What Is the Difference Between Refinancing & Debt Consolidation?
- When refinancing a loan, the person changes the terms of the loan. Many people choose to refinance in order to lock in lower interest rates and may choose a shorter term or smaller payments. The refinance will pay off the original loan completely and you will receive a new payment schedule and payment amount. The advantage of refinancing is the potential to save money on interest and by shortening the term of the loan. If you extend the loan, you may pay more in interest, since you will be paying on the loan for a longer period of time. Many people will refinance their home when they find a better interest rate.
- Debt consolidation is when you take out a loan to pay off several loans and consolidate the monthly loans into one payment. Some people will do this by taking out a second mortgage on their home and cash out the equity they have built up. This will tie the debt to their house and put it at risk if they were to default on the loan. Another option is take out a signature loan, or unsecured loan, to consolidate the debt. Although the interest rate may be slightly higher, it does reduce the risk of losing your home.
- Often when people choose to refinance their first mortgage because of good rates, they will take a larger amount then what they still owe and use it to pay off other debts. This makes it possible to consolidate and refinance at the same time. The biggest disadvantage of this is that you are moving unsecured debt, such as credit cards, to secured debt. This means you are guaranteeing you will pay it off with your home. If you lost your job or were unable to work and couldn't pay the entire amount, you could lose your home. However, if your mortgage is separate from your other debts, you can choose not to pay the other debts in order to keep your home.
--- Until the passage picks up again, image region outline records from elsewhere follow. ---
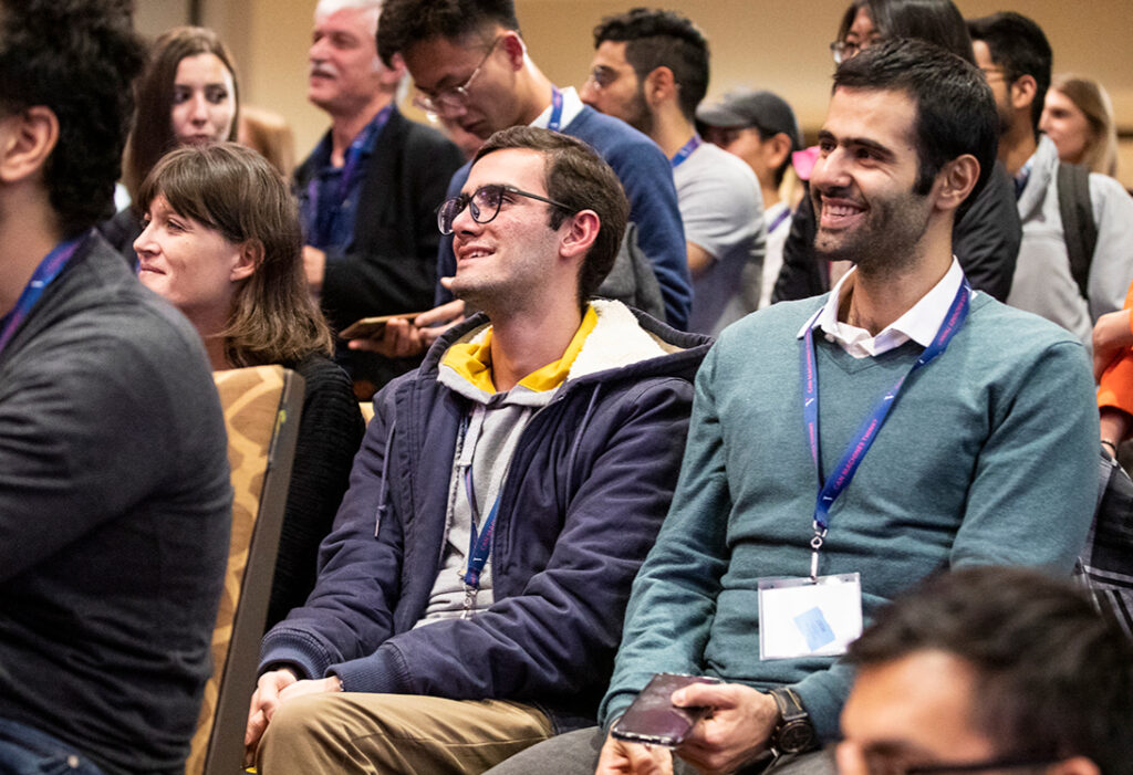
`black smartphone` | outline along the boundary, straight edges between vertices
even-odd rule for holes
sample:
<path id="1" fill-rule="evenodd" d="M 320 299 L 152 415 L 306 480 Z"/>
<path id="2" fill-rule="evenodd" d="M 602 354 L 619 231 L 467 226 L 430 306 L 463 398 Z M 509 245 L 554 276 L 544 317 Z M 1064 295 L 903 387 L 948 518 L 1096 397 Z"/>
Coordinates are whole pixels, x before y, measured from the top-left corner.
<path id="1" fill-rule="evenodd" d="M 690 683 L 718 682 L 705 675 L 657 673 L 610 732 L 619 740 L 675 748 L 710 708 L 676 707 L 671 699 L 673 692 Z"/>

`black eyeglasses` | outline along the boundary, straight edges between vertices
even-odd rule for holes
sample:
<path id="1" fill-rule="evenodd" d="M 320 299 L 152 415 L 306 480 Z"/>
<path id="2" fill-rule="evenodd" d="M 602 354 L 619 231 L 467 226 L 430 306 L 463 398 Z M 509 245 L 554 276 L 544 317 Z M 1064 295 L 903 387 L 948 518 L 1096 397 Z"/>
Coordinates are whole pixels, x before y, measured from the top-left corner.
<path id="1" fill-rule="evenodd" d="M 547 199 L 538 193 L 520 191 L 514 186 L 489 183 L 487 186 L 479 187 L 470 195 L 461 193 L 459 197 L 446 199 L 436 212 L 436 227 L 441 230 L 442 234 L 451 234 L 452 222 L 457 219 L 457 216 L 460 215 L 466 207 L 471 214 L 472 221 L 476 223 L 489 223 L 500 214 L 500 207 L 509 196 L 538 199 L 539 201 L 545 201 L 548 205 L 561 207 L 568 213 L 574 213 L 577 210 L 577 208 L 571 207 L 570 205 L 564 205 L 561 201 L 555 201 L 554 199 Z"/>
<path id="2" fill-rule="evenodd" d="M 463 84 L 441 89 L 433 96 L 418 93 L 417 96 L 414 97 L 414 104 L 423 111 L 435 113 L 436 115 L 445 119 L 454 119 L 458 115 L 462 115 L 465 113 L 465 109 L 468 106 L 468 89 L 471 88 L 472 81 L 476 80 L 476 76 L 480 74 L 480 70 L 484 68 L 484 63 L 488 61 L 488 57 L 492 55 L 492 52 L 495 51 L 496 45 L 502 40 L 503 35 L 492 41 L 492 45 L 488 46 L 487 53 L 484 54 L 484 59 L 480 60 L 480 63 L 476 66 L 475 70 L 472 70 L 472 75 L 468 76 Z"/>

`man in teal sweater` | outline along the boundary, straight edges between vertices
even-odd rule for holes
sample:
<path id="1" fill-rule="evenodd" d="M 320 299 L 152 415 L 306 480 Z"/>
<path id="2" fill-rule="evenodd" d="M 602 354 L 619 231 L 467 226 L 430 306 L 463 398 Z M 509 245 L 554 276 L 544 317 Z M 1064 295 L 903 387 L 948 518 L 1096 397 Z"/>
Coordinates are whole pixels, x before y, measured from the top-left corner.
<path id="1" fill-rule="evenodd" d="M 1098 456 L 1085 352 L 970 291 L 952 255 L 995 137 L 991 93 L 955 57 L 904 41 L 840 67 L 811 196 L 820 257 L 857 268 L 709 352 L 600 708 L 616 726 L 656 672 L 722 679 L 673 695 L 712 708 L 676 773 L 829 772 L 809 751 L 837 735 L 840 655 L 879 606 L 942 568 L 1070 572 Z M 590 730 L 493 773 L 545 772 L 536 757 L 605 774 L 671 754 Z"/>

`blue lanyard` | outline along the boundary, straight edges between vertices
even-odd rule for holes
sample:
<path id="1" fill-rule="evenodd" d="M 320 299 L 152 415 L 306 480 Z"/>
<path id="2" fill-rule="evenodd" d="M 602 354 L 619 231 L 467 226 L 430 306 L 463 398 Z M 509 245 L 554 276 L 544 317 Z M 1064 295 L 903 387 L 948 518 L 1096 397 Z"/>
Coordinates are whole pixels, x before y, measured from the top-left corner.
<path id="1" fill-rule="evenodd" d="M 551 120 L 547 121 L 547 129 L 553 132 L 562 129 L 563 124 L 563 93 L 557 86 L 551 87 Z"/>
<path id="2" fill-rule="evenodd" d="M 699 135 L 693 135 L 692 137 L 690 137 L 689 141 L 682 145 L 681 149 L 676 152 L 676 155 L 674 155 L 671 160 L 668 160 L 670 164 L 673 165 L 673 169 L 675 170 L 681 164 L 683 164 L 684 160 L 691 156 L 692 152 L 700 147 L 700 143 L 701 140 Z"/>
<path id="3" fill-rule="evenodd" d="M 815 359 L 815 333 L 813 333 L 813 319 L 807 326 L 806 335 L 803 337 L 802 347 L 802 412 L 803 420 L 807 425 L 807 440 L 810 444 L 810 456 L 815 462 L 815 472 L 818 475 L 818 499 L 815 505 L 815 537 L 811 540 L 811 548 L 813 549 L 813 554 L 811 558 L 810 576 L 811 579 L 818 576 L 818 551 L 821 549 L 823 540 L 826 537 L 826 531 L 829 528 L 829 513 L 830 507 L 834 501 L 838 499 L 845 489 L 850 486 L 850 482 L 853 480 L 854 474 L 858 472 L 858 466 L 861 465 L 862 459 L 866 457 L 866 453 L 874 445 L 874 440 L 877 438 L 878 432 L 881 430 L 881 425 L 885 424 L 885 420 L 889 414 L 889 410 L 896 403 L 897 395 L 901 393 L 901 388 L 904 386 L 905 380 L 918 369 L 921 369 L 934 360 L 937 355 L 943 353 L 952 342 L 952 338 L 960 330 L 960 327 L 964 325 L 964 319 L 968 317 L 968 309 L 970 305 L 969 296 L 971 294 L 971 287 L 968 285 L 968 279 L 963 279 L 960 283 L 960 289 L 956 291 L 956 296 L 952 301 L 952 305 L 948 308 L 948 313 L 945 316 L 944 320 L 940 322 L 940 328 L 937 330 L 936 336 L 932 342 L 925 347 L 925 351 L 917 359 L 917 362 L 909 369 L 909 371 L 897 380 L 889 390 L 881 396 L 880 402 L 874 411 L 866 416 L 861 427 L 858 429 L 858 433 L 846 450 L 842 454 L 842 459 L 834 471 L 834 475 L 823 480 L 823 464 L 819 457 L 819 439 L 818 439 L 818 364 Z"/>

- Refinancing your home to a lower fixed interest rate can save you money on your mortgage. It also can help you pay off your home more quickly. Consolidation can make it easier to manage your monthly payments and lock in a set interest rate, which is usually lower than your credit cards. If you are considering doing both, try to keep the consolidation separate from your home. Avoid doing a consolidation that will tie the debt to your home, since it can put your home at risk.